Researchers want to study about the amount of sufficient sleeping hours required by female and male students.

What are the differences in CGPA scores of both male and female students according to the amount of sleeping hours they have ?

The researchers are keen to study the differences in CGPA score obtained by both genders of students according to the amount of sleeping hours they have.

Literature Review

Sleep is very important to a human being’s health. The consequences of sleep manifest in both health and performance. The relationships between sleep and performance have been studied in many different fields including human science, medicine, psychology, education, and business and etc. Sleep-related variables for instance sleep deficiency, sleep quality, sleep habits have been shown to influence the performance of students (Lack, 1986; Mulgrew et al., 2007; National Sleep Foundation, 2008; Pilcher & Huffcutt, 1996; Rosekind et al., 2010). According to Weitzman et al. (1981) , Delayed Sleep Phase Syndrome (DSPS) was defined into three big categories which are long sleep latency on weekdays (normally fall asleep between 2 a.m. to 6 a.m.), normal sleep length on weekends (usually sleep late and wake up late on weekends); and difficulty in staying asleep. These sleep problem is common and is present in students around the world.

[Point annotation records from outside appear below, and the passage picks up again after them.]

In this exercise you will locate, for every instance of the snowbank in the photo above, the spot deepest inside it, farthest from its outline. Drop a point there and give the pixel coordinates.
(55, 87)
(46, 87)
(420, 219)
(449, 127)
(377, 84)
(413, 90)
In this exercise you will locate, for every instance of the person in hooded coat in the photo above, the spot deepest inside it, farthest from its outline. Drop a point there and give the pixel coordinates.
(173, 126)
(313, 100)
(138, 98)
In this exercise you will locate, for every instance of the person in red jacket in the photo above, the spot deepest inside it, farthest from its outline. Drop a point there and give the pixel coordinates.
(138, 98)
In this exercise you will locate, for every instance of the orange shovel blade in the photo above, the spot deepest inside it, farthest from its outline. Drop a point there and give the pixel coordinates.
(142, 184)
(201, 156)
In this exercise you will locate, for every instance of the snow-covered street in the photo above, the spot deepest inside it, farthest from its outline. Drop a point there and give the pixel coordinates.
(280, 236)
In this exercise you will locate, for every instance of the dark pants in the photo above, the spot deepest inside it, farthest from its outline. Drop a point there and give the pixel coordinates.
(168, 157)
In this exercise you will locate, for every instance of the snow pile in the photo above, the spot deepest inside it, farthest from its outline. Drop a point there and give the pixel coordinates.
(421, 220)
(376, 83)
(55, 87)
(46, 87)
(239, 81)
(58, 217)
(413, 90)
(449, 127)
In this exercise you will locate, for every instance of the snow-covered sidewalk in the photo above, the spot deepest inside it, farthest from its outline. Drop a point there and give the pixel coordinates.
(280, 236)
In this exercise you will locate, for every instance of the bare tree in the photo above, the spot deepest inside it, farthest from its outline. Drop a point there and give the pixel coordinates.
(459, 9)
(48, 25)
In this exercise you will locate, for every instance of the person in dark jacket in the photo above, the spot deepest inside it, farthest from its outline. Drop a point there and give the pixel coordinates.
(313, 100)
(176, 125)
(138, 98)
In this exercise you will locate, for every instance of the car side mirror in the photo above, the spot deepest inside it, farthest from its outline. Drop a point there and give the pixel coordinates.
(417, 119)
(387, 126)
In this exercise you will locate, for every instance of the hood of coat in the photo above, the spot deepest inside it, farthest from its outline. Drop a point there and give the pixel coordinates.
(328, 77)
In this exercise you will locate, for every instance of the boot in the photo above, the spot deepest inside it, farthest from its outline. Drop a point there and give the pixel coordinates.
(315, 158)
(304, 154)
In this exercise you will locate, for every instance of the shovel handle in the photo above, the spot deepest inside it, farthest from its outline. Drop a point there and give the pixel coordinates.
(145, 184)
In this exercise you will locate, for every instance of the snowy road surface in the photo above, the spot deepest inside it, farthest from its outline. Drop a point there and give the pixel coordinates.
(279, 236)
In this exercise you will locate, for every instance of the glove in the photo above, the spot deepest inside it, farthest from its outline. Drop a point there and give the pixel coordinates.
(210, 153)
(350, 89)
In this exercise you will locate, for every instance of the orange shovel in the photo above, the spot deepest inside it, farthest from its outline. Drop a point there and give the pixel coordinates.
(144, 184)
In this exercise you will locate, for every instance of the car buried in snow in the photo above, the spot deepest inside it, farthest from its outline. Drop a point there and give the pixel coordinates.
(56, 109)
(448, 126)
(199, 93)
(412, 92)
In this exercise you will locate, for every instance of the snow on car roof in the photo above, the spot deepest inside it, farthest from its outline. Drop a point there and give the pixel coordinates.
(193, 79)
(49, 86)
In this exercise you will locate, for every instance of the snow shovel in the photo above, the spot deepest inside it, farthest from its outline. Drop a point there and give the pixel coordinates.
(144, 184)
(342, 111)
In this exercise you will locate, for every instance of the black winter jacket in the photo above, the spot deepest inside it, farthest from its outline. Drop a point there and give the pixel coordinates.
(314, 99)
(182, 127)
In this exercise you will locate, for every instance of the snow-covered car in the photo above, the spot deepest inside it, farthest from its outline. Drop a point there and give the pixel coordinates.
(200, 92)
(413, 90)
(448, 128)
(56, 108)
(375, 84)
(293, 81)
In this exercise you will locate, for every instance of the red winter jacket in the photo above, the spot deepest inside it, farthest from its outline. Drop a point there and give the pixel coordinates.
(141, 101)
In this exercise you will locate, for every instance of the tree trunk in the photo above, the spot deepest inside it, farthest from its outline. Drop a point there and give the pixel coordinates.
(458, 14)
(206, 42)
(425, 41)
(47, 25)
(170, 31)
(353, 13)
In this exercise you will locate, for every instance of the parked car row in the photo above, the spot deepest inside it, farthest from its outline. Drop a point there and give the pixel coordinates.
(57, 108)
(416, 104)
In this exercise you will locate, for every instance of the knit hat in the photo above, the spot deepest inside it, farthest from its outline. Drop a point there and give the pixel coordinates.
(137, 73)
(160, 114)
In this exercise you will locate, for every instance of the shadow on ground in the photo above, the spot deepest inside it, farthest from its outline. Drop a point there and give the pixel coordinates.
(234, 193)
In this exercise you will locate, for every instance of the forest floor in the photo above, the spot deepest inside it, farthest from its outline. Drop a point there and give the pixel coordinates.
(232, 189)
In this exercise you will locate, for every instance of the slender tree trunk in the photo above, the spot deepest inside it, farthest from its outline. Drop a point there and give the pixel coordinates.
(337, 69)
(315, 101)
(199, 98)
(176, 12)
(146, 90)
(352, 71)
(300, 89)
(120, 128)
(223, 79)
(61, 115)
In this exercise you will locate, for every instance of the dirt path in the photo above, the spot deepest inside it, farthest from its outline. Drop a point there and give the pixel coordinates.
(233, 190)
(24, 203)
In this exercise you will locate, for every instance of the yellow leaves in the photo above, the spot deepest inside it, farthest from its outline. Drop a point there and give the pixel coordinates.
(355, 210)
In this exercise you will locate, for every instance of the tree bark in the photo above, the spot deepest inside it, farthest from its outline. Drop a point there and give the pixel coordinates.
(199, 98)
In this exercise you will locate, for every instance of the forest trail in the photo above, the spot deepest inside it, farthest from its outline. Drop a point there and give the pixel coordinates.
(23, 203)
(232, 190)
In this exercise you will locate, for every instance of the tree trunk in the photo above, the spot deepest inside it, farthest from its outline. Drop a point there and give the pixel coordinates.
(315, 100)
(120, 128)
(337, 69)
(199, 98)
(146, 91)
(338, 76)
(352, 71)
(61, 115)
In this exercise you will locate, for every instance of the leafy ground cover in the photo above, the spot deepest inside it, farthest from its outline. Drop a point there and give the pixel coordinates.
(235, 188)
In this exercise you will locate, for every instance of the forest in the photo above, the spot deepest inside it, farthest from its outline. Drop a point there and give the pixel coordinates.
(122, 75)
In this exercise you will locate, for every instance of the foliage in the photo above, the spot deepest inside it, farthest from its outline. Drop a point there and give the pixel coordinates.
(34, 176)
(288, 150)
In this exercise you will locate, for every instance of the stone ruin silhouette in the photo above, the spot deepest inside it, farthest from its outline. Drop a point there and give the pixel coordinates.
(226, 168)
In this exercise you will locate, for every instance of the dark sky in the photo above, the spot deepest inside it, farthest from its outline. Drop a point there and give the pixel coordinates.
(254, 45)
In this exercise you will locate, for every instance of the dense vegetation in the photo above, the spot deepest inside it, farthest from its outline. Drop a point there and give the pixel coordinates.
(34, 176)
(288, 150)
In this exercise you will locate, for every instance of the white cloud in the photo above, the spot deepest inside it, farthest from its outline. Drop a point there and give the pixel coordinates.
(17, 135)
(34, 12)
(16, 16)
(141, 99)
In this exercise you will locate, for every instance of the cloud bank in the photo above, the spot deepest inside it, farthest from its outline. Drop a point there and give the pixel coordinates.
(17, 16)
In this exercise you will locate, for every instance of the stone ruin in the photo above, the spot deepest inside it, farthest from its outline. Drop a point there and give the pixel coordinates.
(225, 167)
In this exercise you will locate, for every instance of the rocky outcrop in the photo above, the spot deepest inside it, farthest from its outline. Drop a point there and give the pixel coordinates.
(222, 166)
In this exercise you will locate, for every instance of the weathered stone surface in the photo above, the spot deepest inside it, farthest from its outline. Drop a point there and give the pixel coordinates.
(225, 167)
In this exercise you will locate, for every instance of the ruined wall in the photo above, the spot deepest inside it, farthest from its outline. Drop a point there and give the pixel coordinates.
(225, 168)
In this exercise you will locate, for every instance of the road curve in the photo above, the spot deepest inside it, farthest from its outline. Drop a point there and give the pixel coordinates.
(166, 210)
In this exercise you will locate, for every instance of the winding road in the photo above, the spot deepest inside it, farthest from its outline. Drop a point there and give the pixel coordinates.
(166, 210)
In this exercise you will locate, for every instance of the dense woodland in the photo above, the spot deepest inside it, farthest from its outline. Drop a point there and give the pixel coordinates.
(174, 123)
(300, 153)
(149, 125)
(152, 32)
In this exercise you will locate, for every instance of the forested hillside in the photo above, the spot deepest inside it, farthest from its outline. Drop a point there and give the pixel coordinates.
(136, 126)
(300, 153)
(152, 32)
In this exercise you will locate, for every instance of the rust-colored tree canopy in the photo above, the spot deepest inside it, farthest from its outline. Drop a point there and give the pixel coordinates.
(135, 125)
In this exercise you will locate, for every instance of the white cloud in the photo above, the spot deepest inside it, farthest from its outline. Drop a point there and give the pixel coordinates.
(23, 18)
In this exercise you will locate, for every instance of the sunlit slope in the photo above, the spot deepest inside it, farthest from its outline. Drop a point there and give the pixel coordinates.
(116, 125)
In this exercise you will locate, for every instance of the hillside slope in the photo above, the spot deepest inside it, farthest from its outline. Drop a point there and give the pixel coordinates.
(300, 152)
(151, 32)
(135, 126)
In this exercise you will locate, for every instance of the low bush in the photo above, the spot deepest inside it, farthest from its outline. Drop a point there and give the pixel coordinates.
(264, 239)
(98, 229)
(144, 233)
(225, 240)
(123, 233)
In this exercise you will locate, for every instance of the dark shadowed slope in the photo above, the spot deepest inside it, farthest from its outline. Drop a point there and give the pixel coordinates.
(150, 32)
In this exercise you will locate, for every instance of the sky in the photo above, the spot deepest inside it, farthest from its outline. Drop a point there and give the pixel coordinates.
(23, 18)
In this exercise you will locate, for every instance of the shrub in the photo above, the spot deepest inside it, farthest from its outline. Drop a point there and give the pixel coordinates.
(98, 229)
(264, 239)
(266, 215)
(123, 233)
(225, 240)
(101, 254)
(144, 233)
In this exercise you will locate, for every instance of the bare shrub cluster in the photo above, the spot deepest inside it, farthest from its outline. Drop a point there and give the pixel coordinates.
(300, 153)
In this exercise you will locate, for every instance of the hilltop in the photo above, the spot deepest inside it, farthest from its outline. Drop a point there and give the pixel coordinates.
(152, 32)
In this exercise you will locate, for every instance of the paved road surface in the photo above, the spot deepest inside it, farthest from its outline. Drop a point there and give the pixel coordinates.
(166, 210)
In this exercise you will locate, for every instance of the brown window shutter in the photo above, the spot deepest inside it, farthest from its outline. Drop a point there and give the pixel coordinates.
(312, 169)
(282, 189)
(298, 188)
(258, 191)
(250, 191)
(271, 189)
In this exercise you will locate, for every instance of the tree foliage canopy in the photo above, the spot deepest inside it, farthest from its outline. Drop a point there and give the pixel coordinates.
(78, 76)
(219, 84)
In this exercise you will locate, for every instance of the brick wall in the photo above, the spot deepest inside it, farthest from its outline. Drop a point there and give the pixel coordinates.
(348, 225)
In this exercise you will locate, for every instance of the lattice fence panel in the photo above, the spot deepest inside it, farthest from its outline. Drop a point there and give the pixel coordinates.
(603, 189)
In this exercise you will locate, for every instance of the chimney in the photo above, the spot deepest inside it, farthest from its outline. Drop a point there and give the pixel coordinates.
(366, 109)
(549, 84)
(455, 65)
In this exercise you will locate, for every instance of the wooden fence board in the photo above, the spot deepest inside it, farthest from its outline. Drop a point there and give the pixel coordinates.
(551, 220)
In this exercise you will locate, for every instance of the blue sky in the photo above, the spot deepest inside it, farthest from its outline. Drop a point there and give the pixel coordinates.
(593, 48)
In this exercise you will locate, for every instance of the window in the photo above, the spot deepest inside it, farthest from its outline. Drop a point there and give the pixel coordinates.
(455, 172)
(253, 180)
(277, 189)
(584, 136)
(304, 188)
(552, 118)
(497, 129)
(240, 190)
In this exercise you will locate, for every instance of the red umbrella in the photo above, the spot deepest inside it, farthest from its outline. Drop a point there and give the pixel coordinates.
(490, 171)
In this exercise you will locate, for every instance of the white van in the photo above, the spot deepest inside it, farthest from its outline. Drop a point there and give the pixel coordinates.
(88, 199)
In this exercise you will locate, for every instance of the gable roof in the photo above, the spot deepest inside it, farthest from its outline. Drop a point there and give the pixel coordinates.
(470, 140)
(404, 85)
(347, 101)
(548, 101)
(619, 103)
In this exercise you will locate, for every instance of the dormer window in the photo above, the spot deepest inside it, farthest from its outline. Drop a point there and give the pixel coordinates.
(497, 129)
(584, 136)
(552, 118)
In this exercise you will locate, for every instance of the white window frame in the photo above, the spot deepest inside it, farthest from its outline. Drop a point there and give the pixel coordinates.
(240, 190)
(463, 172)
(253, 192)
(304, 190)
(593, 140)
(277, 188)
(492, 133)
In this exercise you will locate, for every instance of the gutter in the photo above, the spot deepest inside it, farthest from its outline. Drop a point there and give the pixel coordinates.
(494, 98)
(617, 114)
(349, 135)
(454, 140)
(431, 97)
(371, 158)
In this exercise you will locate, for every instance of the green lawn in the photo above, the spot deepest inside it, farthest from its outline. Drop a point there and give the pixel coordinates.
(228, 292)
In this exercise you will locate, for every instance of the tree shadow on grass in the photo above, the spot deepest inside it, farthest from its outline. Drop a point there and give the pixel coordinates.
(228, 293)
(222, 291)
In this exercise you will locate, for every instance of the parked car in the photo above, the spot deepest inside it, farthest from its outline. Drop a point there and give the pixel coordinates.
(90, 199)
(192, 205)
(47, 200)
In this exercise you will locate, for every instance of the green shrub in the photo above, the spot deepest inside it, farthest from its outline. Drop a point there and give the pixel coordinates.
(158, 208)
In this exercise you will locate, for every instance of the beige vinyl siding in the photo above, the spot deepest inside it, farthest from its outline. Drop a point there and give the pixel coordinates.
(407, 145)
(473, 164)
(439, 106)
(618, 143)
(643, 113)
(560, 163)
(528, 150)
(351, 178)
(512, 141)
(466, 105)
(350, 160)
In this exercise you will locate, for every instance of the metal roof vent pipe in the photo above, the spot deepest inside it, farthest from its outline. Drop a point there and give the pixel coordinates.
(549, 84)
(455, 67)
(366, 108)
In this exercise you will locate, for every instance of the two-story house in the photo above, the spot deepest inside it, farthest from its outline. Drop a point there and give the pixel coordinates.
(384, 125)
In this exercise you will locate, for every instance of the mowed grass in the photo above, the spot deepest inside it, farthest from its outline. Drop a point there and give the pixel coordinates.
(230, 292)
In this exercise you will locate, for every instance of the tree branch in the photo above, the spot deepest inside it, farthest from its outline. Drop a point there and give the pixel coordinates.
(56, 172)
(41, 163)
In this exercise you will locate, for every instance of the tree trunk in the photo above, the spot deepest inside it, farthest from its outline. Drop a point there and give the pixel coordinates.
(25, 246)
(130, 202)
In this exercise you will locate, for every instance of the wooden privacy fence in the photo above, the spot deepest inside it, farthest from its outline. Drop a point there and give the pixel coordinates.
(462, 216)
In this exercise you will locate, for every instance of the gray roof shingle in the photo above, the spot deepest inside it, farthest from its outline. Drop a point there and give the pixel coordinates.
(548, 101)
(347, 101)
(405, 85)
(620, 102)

Results indicates that in the U.S., 11.5% of undergraduate students were found to have DSPS (Brown, Soper, & Buboltz, 2001). Not only that , Australian studies found the prevalence of DSPS in students (17%) to be higher than in adults (6-7%) (Lack, 1986; Lack, Miller, & Turner, 1988). Studies related to DSPS have also been conducted in other countries such as Japan, Norway, and Taiwan (Hazama, Inoue, Kojima, Ueta, & Nakagome, 2008; Schrader, Bovim, & Sand, 1993; Yang, Wu, Hsieh, Liu, & Lu, 2003). Furthermore, In Lack’s (1986) study, the DSPS group experienced sleepiness on weekdays more often rather than the non-DSPS group. In addition, , it was found that members of the DSPS group performed at a lower level academically when compared with the non-DSPS group when course grades were examined . In a more recent study, Trockel et al. (2000) found that first-year college students with lower GPAs reported later bedtimes on weekdays and weekends and later wake-up times on weekdays and weekends.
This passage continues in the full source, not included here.